How to Improve Self-Esteem

When we need to evaluate another person, we usually don’t have much difficulty. We can see their qualities, their strengths and weaknesses. It’s not hard for us to say what kind of self-esteem they have.

Psychologist Natalia Vovk, director of the Tomalogy Center — a center for self-discovery and development — shared with VITAGURU the signs of low and inflated self-esteem and offered several important tips.

“A person with inflated self-esteem is often said to have an excessive ego. Why? Most likely because they ignore other people’s boundaries, easily violate them, and don’t consider the feelings of others or the consequences of their actions and words for themselves and those around them. For the person themselves, everything might seem fine, but from the outside, it would be good if they were more attentive, softer, and more sensitive to others’ needs.

Such behavior affects not only relationships but also the results of joint efforts,” the specialist explains.

Low self-esteem indicates a biased attitude toward oneself — the person may be overly demanding of themselves and overly focused on gaining others’ approval at the expense of their own interests.

“Such a person usually has difficulty saying ‘no’, is sensitive and emotionally vulnerable. More often than not, they link failures or mistakes to themselves, punishing themselves for imperfect actions, thoughts, or feelings. They may be excessively self-critical.

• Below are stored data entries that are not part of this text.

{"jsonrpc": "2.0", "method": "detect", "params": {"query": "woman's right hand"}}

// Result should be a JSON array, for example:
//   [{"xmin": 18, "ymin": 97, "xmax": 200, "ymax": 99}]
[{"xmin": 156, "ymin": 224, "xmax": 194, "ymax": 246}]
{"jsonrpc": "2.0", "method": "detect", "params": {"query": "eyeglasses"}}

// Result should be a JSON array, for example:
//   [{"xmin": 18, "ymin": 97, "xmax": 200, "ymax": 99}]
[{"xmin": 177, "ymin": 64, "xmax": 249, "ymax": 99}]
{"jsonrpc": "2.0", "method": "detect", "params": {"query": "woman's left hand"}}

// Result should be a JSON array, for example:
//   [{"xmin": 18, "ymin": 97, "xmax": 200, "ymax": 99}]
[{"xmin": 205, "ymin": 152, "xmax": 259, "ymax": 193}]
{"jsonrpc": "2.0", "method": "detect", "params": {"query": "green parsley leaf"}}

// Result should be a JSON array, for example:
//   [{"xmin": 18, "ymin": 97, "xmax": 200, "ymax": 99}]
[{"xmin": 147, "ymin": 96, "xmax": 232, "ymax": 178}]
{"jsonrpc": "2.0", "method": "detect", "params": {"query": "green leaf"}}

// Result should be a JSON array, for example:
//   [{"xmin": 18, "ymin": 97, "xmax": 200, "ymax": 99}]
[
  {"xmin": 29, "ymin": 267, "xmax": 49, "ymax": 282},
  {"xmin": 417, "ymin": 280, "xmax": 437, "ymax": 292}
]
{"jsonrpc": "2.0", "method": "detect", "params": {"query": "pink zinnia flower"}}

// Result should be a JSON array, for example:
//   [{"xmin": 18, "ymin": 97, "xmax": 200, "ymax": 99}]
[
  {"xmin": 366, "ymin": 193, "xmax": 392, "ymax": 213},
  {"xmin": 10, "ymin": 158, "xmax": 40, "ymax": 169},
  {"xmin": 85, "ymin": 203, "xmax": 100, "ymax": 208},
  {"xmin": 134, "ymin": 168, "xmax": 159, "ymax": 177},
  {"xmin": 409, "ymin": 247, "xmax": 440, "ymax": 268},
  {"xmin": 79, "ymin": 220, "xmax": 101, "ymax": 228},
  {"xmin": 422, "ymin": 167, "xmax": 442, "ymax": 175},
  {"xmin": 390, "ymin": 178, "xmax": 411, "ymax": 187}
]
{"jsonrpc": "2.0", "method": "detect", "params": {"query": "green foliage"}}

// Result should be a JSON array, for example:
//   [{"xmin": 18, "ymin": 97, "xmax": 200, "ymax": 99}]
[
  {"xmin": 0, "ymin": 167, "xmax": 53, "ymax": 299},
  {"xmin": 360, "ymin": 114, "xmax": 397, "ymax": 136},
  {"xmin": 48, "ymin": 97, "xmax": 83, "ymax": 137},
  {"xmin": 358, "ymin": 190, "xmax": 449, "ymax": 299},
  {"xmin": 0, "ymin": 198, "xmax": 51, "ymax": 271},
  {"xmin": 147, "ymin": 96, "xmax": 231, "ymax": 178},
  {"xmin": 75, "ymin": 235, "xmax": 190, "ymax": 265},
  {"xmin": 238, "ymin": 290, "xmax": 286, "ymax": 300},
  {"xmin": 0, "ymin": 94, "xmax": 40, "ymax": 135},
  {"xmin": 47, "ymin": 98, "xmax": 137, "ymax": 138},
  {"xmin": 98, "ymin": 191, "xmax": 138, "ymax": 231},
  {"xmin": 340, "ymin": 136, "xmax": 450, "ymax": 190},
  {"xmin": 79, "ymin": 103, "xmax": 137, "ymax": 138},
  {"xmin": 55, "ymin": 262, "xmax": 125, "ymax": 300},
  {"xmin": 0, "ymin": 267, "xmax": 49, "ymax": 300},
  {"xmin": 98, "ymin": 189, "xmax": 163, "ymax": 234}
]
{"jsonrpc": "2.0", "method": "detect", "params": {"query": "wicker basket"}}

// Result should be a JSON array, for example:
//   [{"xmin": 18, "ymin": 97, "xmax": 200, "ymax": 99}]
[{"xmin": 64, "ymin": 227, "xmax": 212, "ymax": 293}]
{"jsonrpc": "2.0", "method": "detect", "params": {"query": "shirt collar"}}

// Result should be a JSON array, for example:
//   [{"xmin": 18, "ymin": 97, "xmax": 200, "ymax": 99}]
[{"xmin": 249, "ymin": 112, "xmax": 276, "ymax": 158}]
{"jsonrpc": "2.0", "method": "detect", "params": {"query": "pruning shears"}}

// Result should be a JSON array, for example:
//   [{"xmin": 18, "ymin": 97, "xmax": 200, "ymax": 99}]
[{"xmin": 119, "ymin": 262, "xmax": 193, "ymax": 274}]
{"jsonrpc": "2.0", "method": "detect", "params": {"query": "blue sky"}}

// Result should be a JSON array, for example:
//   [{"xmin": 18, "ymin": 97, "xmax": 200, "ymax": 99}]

Of course, even they reach a boiling point — they explode, disregarding others’ feelings, may get into conflicts, or express emotions vividly, only to later shift focus back on themselves, blaming themselves for acting out: ‘How could I allow myself to do that? What do others think of my emotional outburst?’” — explains the psychologist.

Healthy self-esteem is the golden middle — when a person can acknowledge their strengths and recognize their mistakes not as a sign of failure or inadequacy but as an understanding of their current capabilities and limitations.

“A person with adequate self-esteem can recognize and accept facts. By dealing with facts — without distortion — they retain a constructive ability to understand what they need to work on, and what they should learn. They are aware of what they definitely won’t do and what they won’t agree to.

This person accepts challenges and their consequences. They neither hide nor seek the spotlight. They can openly tell others about their feelings and perspective on a situation while respecting the right of others to have their own views. They’re willing to cooperate, understanding that a single opinion rarely reflects the full picture,” says Natalia Vovk.

The key: start with the right attitude toward yourself, your thoughts, and your feelings.

“Whatever happens to us — externally or internally — is a fact that shows what is real at this moment. Don’t rush to conclusions like ‘I’m a bad (or good) person.’ We are always changing!

This kind of interaction with oneself allows us to begin realistically assessing our capabilities and limitations without self-sabotage. Limitations are not a sign of failure, but an indication that we don’t yet know or haven’t yet learned something — and if we need to, we can learn it. Eventually, these limitations can become new opportunities,” the specialist explains.

Learn to express your perspective using “I-statements”

“This is a necessary skill! Other people weren’t born to make our lives difficult — though it might feel that way at times. They are not against us, they’re just for themselves. Express your understanding through I-statements.

One important point: when we hear a you-statement directed at us, notice how something inside contracts. That’s due to the fear of judgment, which takes root in early childhood. But we can grow out of it through conscious effort. To do this, be present in communication — stay mentally in the here and now, without getting lost in thoughts about the past or future. Then you can remind yourself that no matter how someone expresses their opinion, it is not personally directed at you. Then you can ask the other person not to talk about you, as their opinion is subjective — instead, they can describe the situation, share what concerns them, and how they see possible solutions, rather than commenting on you as a person,” says Natalia.

And most importantly: don’t strive for perfectionism

“Stop obsessively aiming for impossible perfection! It drains your energy rather than adding to it,” the psychologist advises.